The Pope has made more than few remarks that have caused a lot of worry about his true support of the historic and accurate Christian faith. At one point, he seemed to imply that Jesus Christ was not the only way to heaven, yet to those who hear His truth, the Bible says otherwise. No sooner did the Pope claim that he meant something slightly different did an even worse statement get uttered, as the Sun confirmed today.
This time, though such things are hard to prove definitively, God Himself may have shown his disdain for the sermon. The “Vatican sealed off part of St Peter’s Basilica after chunks of plaster rained down on worshippers” as plaster fell down on the heads of those worshipping “at the height of Easter.” Some Christians suggest that this is because the Pope had just implied that there was no “hell,” only the end of the soul.
That is, of course, the polar opposite from the teachings of the Bible, which say that the soul carries on forever and that an eternal separation from God is quite real.
An Italian journalist named Eugenio Scalfari confessed that the Pope had said, “Hell doesn’t exist, the disappearance of the souls of sinners exists.”
This view, if actually held, goes against everything that the Bible warns about. Hank Hannagraff, founder of the Christian Research Institute has said in the past on his “Bible Answer Man” broadcasts that if such a thing were true, those like Hitler would die blissfully in the arms of his mistress (hardly married) with nothing to ever answer for.
The Bible teaches nothing of the sort.
The Vatican ran damage control and issued a statement that said, “No words in quotation marks should be considered as a faithful transcription of the Holy Father’s words,” though the Pope was strangely silent on the matter.
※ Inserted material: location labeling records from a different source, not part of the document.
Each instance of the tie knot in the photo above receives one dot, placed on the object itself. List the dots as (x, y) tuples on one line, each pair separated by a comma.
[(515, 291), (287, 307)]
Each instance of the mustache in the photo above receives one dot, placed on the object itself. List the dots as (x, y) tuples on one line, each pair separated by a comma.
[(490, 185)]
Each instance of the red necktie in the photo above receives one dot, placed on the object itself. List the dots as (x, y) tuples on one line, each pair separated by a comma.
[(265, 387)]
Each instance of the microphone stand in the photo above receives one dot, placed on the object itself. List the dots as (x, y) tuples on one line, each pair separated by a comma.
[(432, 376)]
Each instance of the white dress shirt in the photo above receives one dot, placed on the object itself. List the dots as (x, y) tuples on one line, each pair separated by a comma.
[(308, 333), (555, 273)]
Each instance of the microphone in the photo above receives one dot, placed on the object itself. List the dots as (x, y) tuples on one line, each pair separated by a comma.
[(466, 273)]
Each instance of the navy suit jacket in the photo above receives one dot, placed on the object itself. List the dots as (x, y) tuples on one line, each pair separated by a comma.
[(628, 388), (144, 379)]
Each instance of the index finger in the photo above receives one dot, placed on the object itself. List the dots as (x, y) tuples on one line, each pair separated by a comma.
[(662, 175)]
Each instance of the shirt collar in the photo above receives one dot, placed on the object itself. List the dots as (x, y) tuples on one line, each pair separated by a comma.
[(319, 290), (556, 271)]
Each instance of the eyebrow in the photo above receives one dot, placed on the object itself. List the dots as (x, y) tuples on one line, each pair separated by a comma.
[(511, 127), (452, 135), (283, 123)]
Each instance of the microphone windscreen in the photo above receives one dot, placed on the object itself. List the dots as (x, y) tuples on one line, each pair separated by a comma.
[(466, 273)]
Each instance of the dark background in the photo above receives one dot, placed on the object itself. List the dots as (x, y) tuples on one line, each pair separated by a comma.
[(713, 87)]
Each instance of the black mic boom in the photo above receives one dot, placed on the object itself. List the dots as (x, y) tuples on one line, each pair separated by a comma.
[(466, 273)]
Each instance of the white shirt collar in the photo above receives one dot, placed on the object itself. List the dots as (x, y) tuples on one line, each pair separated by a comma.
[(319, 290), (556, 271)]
If his words were taken out of context or if he spoke incorrectly, wouldn’t he be rushing to be clearer with so much at stake?
It is said that mere hours after the Pope was to have said what he is accused of that “worshippers were pummelled with falling plaster at the Holy spot – but no injuries were reported.”
Some would call that a rather hellish sign. For those who had mothers and grandmothers who used to claim that a child was so bad the church may fall in if they enter were always thought to have been kidding, after all.
Vatican spokesman Greg Burke said that crews have sectioned off the damaged area and that “the basilica remained open for business” as repairmen work.
During the Holy Week, millions flock to see the Pope and to hear his words of wisdom during the time of Christ’s rising from the grave over 2,000 years ago. The words of the Pope seem to defy what Christ taught this year, however. Jesus spoke more about hell than he did about heaven, though the Pope seems to be redefining what His words meant.
Five million people will be making the journey to Rome this year, many not knowing what to make of this teaching.
Sure, the leader of the Catholic Church has done a lot of good, he even used his coming cataract surgery to tell prison inmates to never lose hope. He told them to “clear their eyes” daily to keep their hopes alive.
“At my age, for example, cataracts come and you don’t see reality well. Next year I have to have an operation,” he added. He feels that a “disillusioned soul” suffers the same way. He talked of “cataract surgery for the soul.”
Some people wonder if the Pope could still read his Bible at all, because hell is written about quite often in the Good Book. That, for most readers, is rather clear to see.